Having a credit card is the best way to manage your finances during a cash crunch. It allows you to pay for things, such as booking train and air tickets, payment of utility bills and insurance premiums, dining, etc from the credit card limit assigned to you based on your income and credit score.

However, it is worth noting that if you do not use your credit card wisely, you will likely have more burdens than you can handle. If you do not make your credit card payments on time, you will need to incur interest charges and other penalties. While using your credit card online, you need to be cautious of purchases and ensure to pay your credit card bills on time and in full.

Here are the top tips to reduce your interest payments on your credit card bills:

  • Pay the maximum amount each month

Paying the minimum amount is a great way to avoid late payment fees, but you will have to incur huge interest charges due to the longer payment period. Therefore, make sure to pay the maximum amount every month to reduce the period of payment. The shorter your period of payment, the lower interest you will have to pay.

  • Avoid waiting till the due date

A mistake most credit cardholders make is waiting till the due date to pay their credit card bills. It is better to make your credit card payment on the day when your salary sits in your bank account. This way, you can significantly reduce the interest payment from the moment you receive your salary.  Furthermore, if your monthly salary comes after the due date, you can request your bank to reschedule your credit card payment due date according to your salary credit date.

  • Avoid further purchase

If you have credit card bills to pay, do not add further purchases on your credit card. It would be wise to put it away until you pay off your debt. When you use your credit card to add more purchases, the interest rate will increase. Since you do not have an interest-free period to avail of, you may not be able to pay off your debt.

  • Request for a lower rate

If you feel that you are paying a higher interest rate, you can contact your bank and request a lower rate. Your bank may reduce your interest rate depending on your relationship. For instance, you must have a good track record to convince your bank.

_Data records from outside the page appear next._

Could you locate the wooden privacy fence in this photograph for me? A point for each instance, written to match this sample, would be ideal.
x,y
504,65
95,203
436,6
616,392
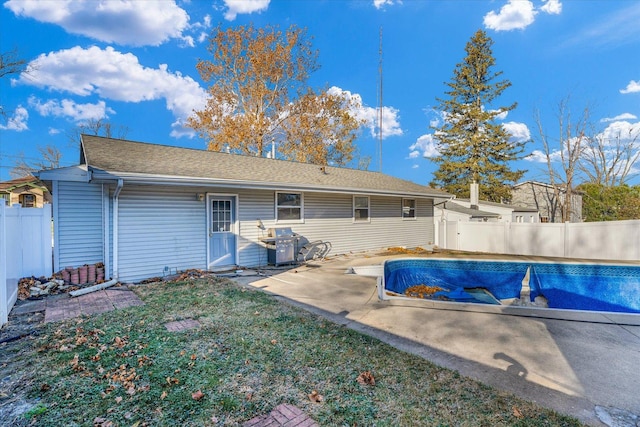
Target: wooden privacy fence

  • Do not put medical expenses on your credit card

Putting your medical expenses on your credit card is not the wisest decision you can take. At times, your medical bills may not fit your budget, and putting them on your credit card can cost you a lot of money in interest. Before paying your medical expenses with your credit card, check whether or not you can repay the amount on time and in full.

  • Opt for a balance transfer card

A balance transfer is when you move your debt from one credit card to another that comes with a 0% interest rate for a period of up to 18 months. So, if you owe more than you can pay off in the next few months, consolidating your debt with a 0% balance transfer card may be a wise move.

Some credit cards charge a balance transfer fee to move your debt. It usually ranges between 1% to 3% of the total balance. It is worth noting that you need to have an excellent credit score to get approved for a balance transfer card. Keep in mind that you cannot transfer your debt among credit cards from the same issuer. So, if you are opting for a balance transfer, make sure to pay off your debt before the 0% introductory period expires.

  • Convert to EMIs

You have the luxury of converting your dues into equated monthly instalments to pay off your credit card dues. Your bank may offer you anywhere between 18% to 25% per annum. However, you will have to ensure to make your credit card payments on time, or else the interest rate will shoot up to its original level of 30% to 45%.

  • Get a low-interest credit card

If you consistently carry a balance on your credit card, it would be wise to apply for a low-interest credit card online for future spending. Getting a low-interest credit card depends on your financial situation. If you can carry balances beyond 12 to 18 months, you may want to get a credit card with a low ongoing interest rate. You will be able to acquire a low-interest or 0% card only if you have a good credit score.